Last Updated on March 24, 2021
Nikuyah Walker, the mayor of Charlottesville, Virginia, posted an extremely profane poem bashing her own city, then followed up with another poem railing against her city.
Walker’s initial poem disparaging the city she leads, which she posted on Facebook and Twitter, attracted some confused scrutiny from the public. Walker wrote, “Charlottesville: The beautiful-ugly it is. It rapes you, comforts you in its cum stained sheet and tells you to keep its secrets.”
— Mayor Nikuyah Walker (@NikuyahWalkerCC) March 24, 2021
After the little piece of “artistry” got removed by Facebook (it was later restored), Walker followed up with another poem, and later an image that reads “My art doesn’t understand you either.”

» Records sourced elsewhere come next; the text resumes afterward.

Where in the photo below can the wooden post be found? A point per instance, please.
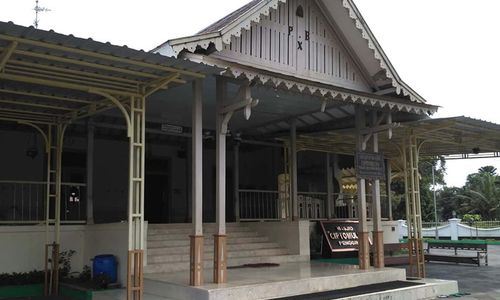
(90, 171)
(220, 249)
(388, 183)
(196, 239)
(364, 246)
(329, 187)
(378, 233)
(136, 132)
(293, 173)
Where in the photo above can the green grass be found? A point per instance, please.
(489, 242)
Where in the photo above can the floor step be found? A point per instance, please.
(208, 241)
(231, 247)
(209, 255)
(182, 236)
(232, 262)
(168, 247)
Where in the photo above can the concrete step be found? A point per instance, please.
(182, 236)
(207, 241)
(231, 247)
(206, 226)
(189, 231)
(152, 259)
(232, 261)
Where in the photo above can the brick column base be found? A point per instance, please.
(196, 260)
(220, 258)
(364, 250)
(378, 255)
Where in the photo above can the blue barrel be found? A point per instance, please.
(106, 264)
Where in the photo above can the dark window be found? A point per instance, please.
(300, 11)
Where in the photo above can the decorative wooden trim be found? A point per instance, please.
(379, 55)
(196, 260)
(135, 275)
(220, 258)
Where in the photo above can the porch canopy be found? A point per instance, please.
(455, 137)
(50, 80)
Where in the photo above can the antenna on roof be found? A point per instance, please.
(37, 10)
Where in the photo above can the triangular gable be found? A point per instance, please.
(326, 41)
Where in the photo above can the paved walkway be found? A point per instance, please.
(481, 282)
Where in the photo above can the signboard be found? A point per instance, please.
(342, 236)
(370, 165)
(171, 128)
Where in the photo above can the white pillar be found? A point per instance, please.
(196, 239)
(378, 232)
(237, 181)
(329, 187)
(454, 228)
(364, 247)
(90, 171)
(293, 173)
(220, 249)
(197, 159)
(388, 183)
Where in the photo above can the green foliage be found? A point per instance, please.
(22, 278)
(447, 202)
(481, 194)
(471, 218)
(65, 263)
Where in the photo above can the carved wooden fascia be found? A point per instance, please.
(242, 101)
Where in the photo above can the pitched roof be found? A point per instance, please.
(345, 18)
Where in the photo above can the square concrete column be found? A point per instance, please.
(196, 239)
(364, 246)
(378, 233)
(220, 249)
(293, 170)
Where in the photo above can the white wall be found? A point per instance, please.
(23, 247)
(453, 230)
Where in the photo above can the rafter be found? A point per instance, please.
(6, 54)
(100, 56)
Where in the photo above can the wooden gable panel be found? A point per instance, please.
(296, 39)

Walker wrote: “Is this better? I’m asking the person who reported my short poem to FB…Charlottesville: The beautiful-ugly it is. It lynched you, hung the noose at city hall and pressed the souvenir that was once your finger against its lips. It covers your death with its good intentions. It is a place where white women with Black kids collects signature for a white man who questions whether a black woman understands white supremacy. It is destructively world class. White people say that it is a place where gentrification started with the election of a Black women in 2017 and because of white power, a lie becomes #facts. Its daily practice is that of separating you from your soul. Charlottesville is void of a moral compass. It’s as if good ole tj is still cleverly using his whip to whip the current inhabitants into submissiveness. Charlottesville rapes you of your breaths. It suffocates your hopes and dreams. It liberates you by conveniently redefining liberation. It progressively chants while it conservatively acts. Charlottesville is anchored in white supremacy and rooted in racism. Charlottesville rapes you and covers you in sullied sheets.”

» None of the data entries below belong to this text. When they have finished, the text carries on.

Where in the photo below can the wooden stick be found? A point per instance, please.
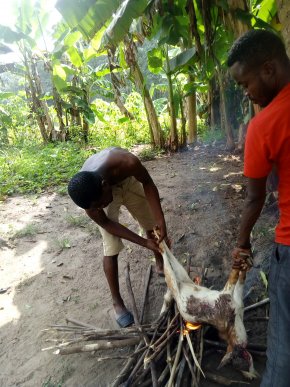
(79, 323)
(254, 306)
(143, 334)
(250, 346)
(127, 367)
(180, 372)
(222, 380)
(147, 280)
(193, 353)
(160, 347)
(135, 369)
(161, 338)
(176, 360)
(186, 355)
(168, 350)
(163, 375)
(134, 307)
(146, 370)
(97, 346)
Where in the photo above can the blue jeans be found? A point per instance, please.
(277, 373)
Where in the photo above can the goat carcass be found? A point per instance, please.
(221, 309)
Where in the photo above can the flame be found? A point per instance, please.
(190, 327)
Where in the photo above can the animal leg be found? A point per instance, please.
(168, 297)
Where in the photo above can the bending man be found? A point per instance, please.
(108, 180)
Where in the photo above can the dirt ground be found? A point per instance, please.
(51, 266)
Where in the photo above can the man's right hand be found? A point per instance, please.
(242, 259)
(153, 245)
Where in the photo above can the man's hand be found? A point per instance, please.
(152, 244)
(161, 229)
(242, 259)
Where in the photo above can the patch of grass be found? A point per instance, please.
(208, 136)
(38, 168)
(149, 153)
(93, 229)
(28, 230)
(64, 243)
(77, 221)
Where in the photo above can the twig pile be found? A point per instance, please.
(166, 352)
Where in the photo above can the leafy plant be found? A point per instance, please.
(28, 230)
(64, 243)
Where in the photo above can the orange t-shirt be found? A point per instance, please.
(268, 143)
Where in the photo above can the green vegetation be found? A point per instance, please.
(28, 230)
(64, 243)
(142, 72)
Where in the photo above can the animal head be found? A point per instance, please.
(241, 360)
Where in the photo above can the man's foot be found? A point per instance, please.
(160, 271)
(159, 268)
(125, 320)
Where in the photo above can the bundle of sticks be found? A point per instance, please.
(167, 352)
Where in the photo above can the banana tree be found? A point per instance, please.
(116, 32)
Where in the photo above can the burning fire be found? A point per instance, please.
(190, 327)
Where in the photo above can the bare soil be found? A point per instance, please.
(51, 266)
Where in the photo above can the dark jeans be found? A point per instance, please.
(277, 373)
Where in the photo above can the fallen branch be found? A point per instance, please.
(97, 346)
(147, 280)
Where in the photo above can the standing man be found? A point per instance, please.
(108, 180)
(259, 63)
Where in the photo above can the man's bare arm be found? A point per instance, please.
(114, 228)
(151, 192)
(256, 194)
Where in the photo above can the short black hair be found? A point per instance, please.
(84, 188)
(255, 47)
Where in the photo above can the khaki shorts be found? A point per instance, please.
(130, 194)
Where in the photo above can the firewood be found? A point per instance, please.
(147, 280)
(97, 346)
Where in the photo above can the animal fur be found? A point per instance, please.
(221, 309)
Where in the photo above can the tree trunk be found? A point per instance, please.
(35, 103)
(191, 115)
(284, 17)
(61, 134)
(183, 125)
(115, 84)
(154, 125)
(230, 144)
(173, 127)
(39, 93)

Walker became mayor in January 2018 after running a City Council campaign focused on the 2017 “Unite the Right” rally that galvanized Woke progressive opposition to it. The City Council voted for her 4-1 to take over as mayor.
Walker’s diatribe against her own city is not surprising in the age of Woke politics, but it might not necessarily inspire confidence in her city government’s ability to, you know, MANAGE that city. Will Woke mayors disparaging their own cities become a new trend?